8 - N’accorder aucune confiance à la Commission européenne
L’affaire ne s’arrête pas là : la Commission européenne poursuit l’Islande [6]. Motif : violation de la directive européenne qui stipule qu’un minimum de 20 000 euros doit être assuré aux déposants d’une banque en faillite [7]. L’obligation de créer un fonds de garantie n’implique pas de garantir les dépôts avec de l’argent public, argumente l’Islande. Le 28 janvier dernier, la justice européenne a tranché : l’Islande avait le droit de refuser le remboursement. La liquidation de Landsbanki, dont les actifs ont permis de rembourser la dette Icesave, a donc suivi une procédure « normale ». C’est pourtant le contraire qui a été fait dans le reste de l’Europe, lorsque les gouvernements ont apporté des garanties sur fonds publics, pour sauver les banques – et les grands actionnaires – au détriment de l’ensemble des contribuables. Cette décision de justice ouvrira-t-elle la voie pour d’autres pratiques ?
9 - Placer les intérêts des citoyens avant ceux des banquiers
A chaque étape de la crise financière, l’Islande a placé les besoins de sa population avant ceux des marchés ou des banques – souvent sous la pression de la rue. Si des mesures d’économie budgétaire ont été votées, on est loin des destructeurs plans d’austérité appliqués dans d’autres pays européens. Les hausses d’impôts ont visé principalement les plus hauts revenus. Et la dévaluation de la couronne a dopé l’économie. Depuis 2008, les banques islandaises ont allégé la dette de plus d’un quart de la population – l’équivalent de 13% du PIB [8]. Un accord entre le gouvernement et les banques les a obligé à effacer une partie des dettes immobilières des particuliers, lorsque celles-ci étaient supérieures à 110% de la valeur du bien. En 2010, la Cour suprême a également déclaré illégaux les prêts indexés sur une devise étrangère : les emprunteurs n’ont plus à faire les frais de la dévaluation de la monnaie islandaise.
10 - Refonder la démocratie, un travail à long terme
Tout irait donc pour le mieux en Islande ? Les partis conservateurs et libéraux – ceux-là même qui ont préparé le terrain à la crise de 2008 – ont pourtant remporté les élections législatives le 27 avril. Sans doute des années de rigueur budgétaire et l’endettement persistant des propriétaires immobiliers ont-ils eu raison de la coalition de gauche, qui avait pris les rênes du pays en 2009.
Si Geir Haarde, Premier ministre en 2008, a dû répondre de ses actes, d’autres responsables politiques n’ont pas été inquiétés. Et le pays est toujours marqué par un puissant réseau de clientélisme, qui pèse sur la société islandaise.

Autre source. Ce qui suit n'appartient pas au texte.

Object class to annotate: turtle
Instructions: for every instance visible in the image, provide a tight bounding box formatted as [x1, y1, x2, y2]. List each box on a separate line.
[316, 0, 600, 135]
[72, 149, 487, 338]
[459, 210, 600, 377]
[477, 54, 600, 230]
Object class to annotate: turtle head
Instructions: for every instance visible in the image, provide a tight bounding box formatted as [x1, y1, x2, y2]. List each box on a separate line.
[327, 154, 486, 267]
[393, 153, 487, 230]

Symbole de cette oligarchie politique et économique : David Oddson, premier ministre pendant 20 ans, gouverneur de la Banque centrale en 2008, est aujourd’hui directeur d’un des grands journaux du pays, d’où il assure la couverture médiatique de la crise économique. Un peu comme si on avait nommé Richard Nixon à la tête du Washington Post pendant le Watergate, compare Le monde diplomatique. L’Islande a-t-elle tiré des leçons de la crise ? « Au moins, les responsables économiques et les banquiers sont désormais conscients que les infractions peuvent être condamnées », souligne Árni Daníel Júlíusson, d’Attac. Et une partie des responsables de la crise financière dorment en prison. Une voie que d’autres pays n’ont pas encore eu le courage de suivre. Sans parler de ceux qui ont capitulé avant même de livrer bataille.